Church of Scotland

The Occom Circle

Church of Scotland


The modern Church of Scotland (also called the Kirk, a Scots term) is Protestant and presbyterian in structure. It began in about 400 AD when St. Ninian established the first Christian mission to Scotland. In the 6th century, St. Columba crossed over from Ireland to establish a community of monks who spread the Gospel throughout Scotland and northern England. Because the Scottish Church adopted Roman practices, the papacy allowed it to be independent of the English Church. The Reformation in Scotland flowered in the 1560s under the zealous leadership of John Knox, a student of John Calvin. The reformed church developed a presbyterian governing structure, with a system of courts (today, the General Assembly, presbytery, and kirk session), an emphasis on Scripture, and a strong tradition of preaching. But after James VI of Scotland became James I of England in 1603, his descendants tried to control the Kirk, which led to many years of violent struggle. When Protestants William and Mary succeeded to the throne in 1688, the Kirk became the national Church of Scotland in 1690. In the next decades, the Kirk became active in missionizing to the Scottish Highlands, whose isolated populations remained Episcopalian and retained their own Scots Gaelic language and clan structure of local governance. In 1709, a Royal Charter established the Society in Scotland for Propagating Christian Knowledge (SSPCK), which created schools to spread the Kirk's program of education ("civilization"), English language imposition, and religious conversion. In 1730, the SSPCK brought the Kirk's agenda overseas, initiating a Board of Correspondents in Boston to spread its program to the Native peoples of North America and compete with the Anglican missionary societies operating in the colonies. The SSPCK and its various American chapters would play a major role in the lives of both Samson Occom and Eleazar Wheelock. During 1750-1850, controversies raged over the State's intervention in the appointment of ministers to the Kirk and in 1843, a major split occurred in which about a third of the Kirk separated into what is called the Free Kirk. Some of these divisions have healed and today the Church of Scotland is the largest Protestant church in the country. Women were made eligible for ordination in 1968.
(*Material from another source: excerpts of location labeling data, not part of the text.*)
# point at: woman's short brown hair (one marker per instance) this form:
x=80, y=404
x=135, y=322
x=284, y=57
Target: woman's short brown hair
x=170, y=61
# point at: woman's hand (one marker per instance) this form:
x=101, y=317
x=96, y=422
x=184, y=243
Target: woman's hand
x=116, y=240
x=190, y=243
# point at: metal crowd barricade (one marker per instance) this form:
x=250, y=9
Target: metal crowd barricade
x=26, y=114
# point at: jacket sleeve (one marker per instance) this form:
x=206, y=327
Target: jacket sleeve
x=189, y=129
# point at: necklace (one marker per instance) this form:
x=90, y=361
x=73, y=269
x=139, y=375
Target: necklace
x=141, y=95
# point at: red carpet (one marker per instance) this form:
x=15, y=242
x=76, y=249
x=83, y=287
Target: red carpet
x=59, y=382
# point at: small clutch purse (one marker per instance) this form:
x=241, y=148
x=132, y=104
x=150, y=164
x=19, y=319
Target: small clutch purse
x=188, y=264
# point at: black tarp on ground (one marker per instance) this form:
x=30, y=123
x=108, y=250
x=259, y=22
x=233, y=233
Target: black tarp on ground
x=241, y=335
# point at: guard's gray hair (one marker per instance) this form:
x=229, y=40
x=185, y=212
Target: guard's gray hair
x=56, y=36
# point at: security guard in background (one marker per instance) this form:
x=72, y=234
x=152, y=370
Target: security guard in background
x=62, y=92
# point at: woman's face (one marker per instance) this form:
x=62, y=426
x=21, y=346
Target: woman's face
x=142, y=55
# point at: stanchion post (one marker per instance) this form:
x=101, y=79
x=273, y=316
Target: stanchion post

"Church of Scotland." Encyclopedia Britannica.; McCallum, James Dow, ed. The Letters of Eleazar Wheelock's Indians. Hanover: Dartmouth College Publications, 1932; Society in Scotland for Propagating Christian Knowledge. "History and Origins."; Szasz, Margaret Connell. Scottish Highlanders and Native Americans: Indigenous Education in the Eighteenth-Century Atlantic World. Norman: University of Oklahoma Press, 2007.